Is the movie “Viceroy’s House” useful history?

Anyone examining the history of nuclear energy checks out India. I won’t discuss this in detail right now but there is no doubt that the nation’s turbulent formation in 1947 reverberates down the decades (for Pakistan as well). Hoping to capture some background feel for that period, this week I saw Gurinder Chadha’s movie Viceroy’s House, which covers Lord Mountbatten’s hurried organization of the British exit from its major colony. The film itself is a modest success – the script flows well, Hugh Bonneville and Gillian Anderson do a good job as Mountbatten and wife Edwina, but the Indian love story (probably necessary and, I understand, personally important to the director) is overly mawkish. In the event I was more interested in the historical aspects.

For my research I read nothing specific about Mountbatten, but did absorb Ramachandra Guha’s evocative account of partition in his masterful history India After Gandhi. The film’s broad story of hurried negotiations, the squabbling roles of the three key Indian leaders (Nehru, Gandhi and Jinnah), and the murky genesis of the final India-Pakistan border, all that was broadly in accord with my shallow understanding. Jinnah’s negative role is probably exaggerated. Mountbatten comes across as something of a hero; I don’t think history backs that up. The focus on the fairytale lives of the viceroy and his retinue skews the account. A quick glance at online reviews reveals much disquiet about the film’s historical accuracy. All that said, even though the movie’s depiction of the horrors of that period has an anti-Pakistan, anti-Muslim slant, for my purposes it did the job I asked of it – any country born out of such violence inherits many generations of tension.

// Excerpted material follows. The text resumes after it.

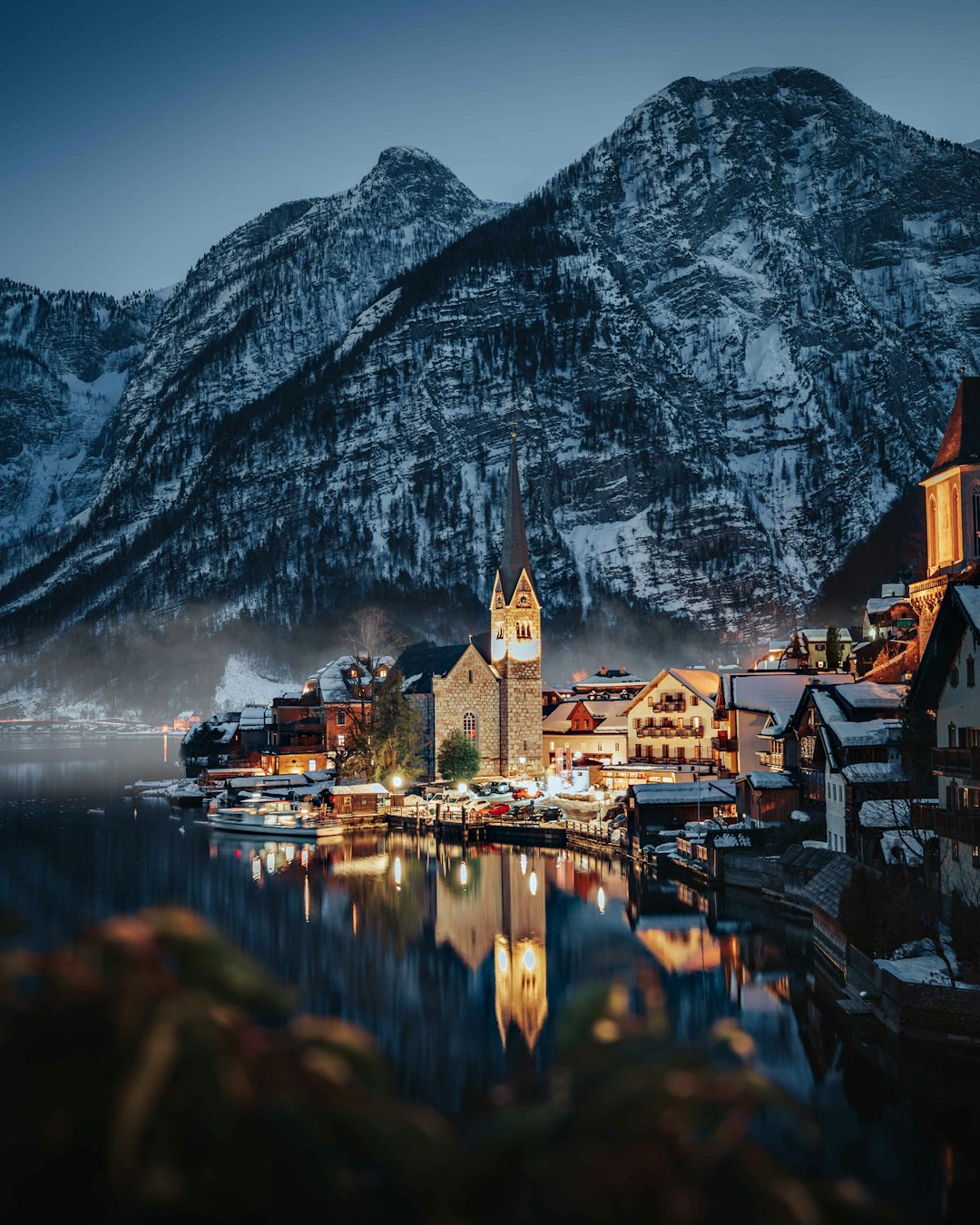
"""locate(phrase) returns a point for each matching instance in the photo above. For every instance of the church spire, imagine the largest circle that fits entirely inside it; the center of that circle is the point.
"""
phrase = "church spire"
(514, 555)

I’m fascinated by Jawaharlal Nehru, who bestrode Indian politics until his 1964 death. I can’t say my research was exhaustive, but I did read recent biographies by Shashi Tharoor, Walter Crocker and Guha. Tanveer Ganhi, who plays Nehru in the movie, is a real look-alike, but his depiction makes light of Nehru’s sophistication and intelligence, and I place no store in what I saw. Gandhi is portrayed by Neeraj Kabi as a cud-chewing fossil, and Denzil Smith’s Dracula-like performance as Jinnah is equally dubious.

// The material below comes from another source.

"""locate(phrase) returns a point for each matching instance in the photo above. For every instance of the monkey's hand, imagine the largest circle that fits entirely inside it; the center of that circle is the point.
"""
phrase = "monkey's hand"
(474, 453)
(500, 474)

So was Viceroy’s House worth a viewing from a historical research perspective? Not especially. Yet it has to be said that glimpsing the magnitude of that 1947 schism has, I feel, helped ground my own findings.

 Notes

Crocker, Walter. 2009. Nehru: A Contemporary’s Estimate. Random House, New Delhi, India.

Guha, Ramachandra. 2007. India After Gandhi: The History of the World’s Largest Democracy. Macmillan, London.

Guha, Ramachandra. 2014. Verdicts on Nehru. Penguin, New Delhi, India.

Tharoor, Shashi. 2003. Nehru: The Invention of India. Arcade Publishing, New York.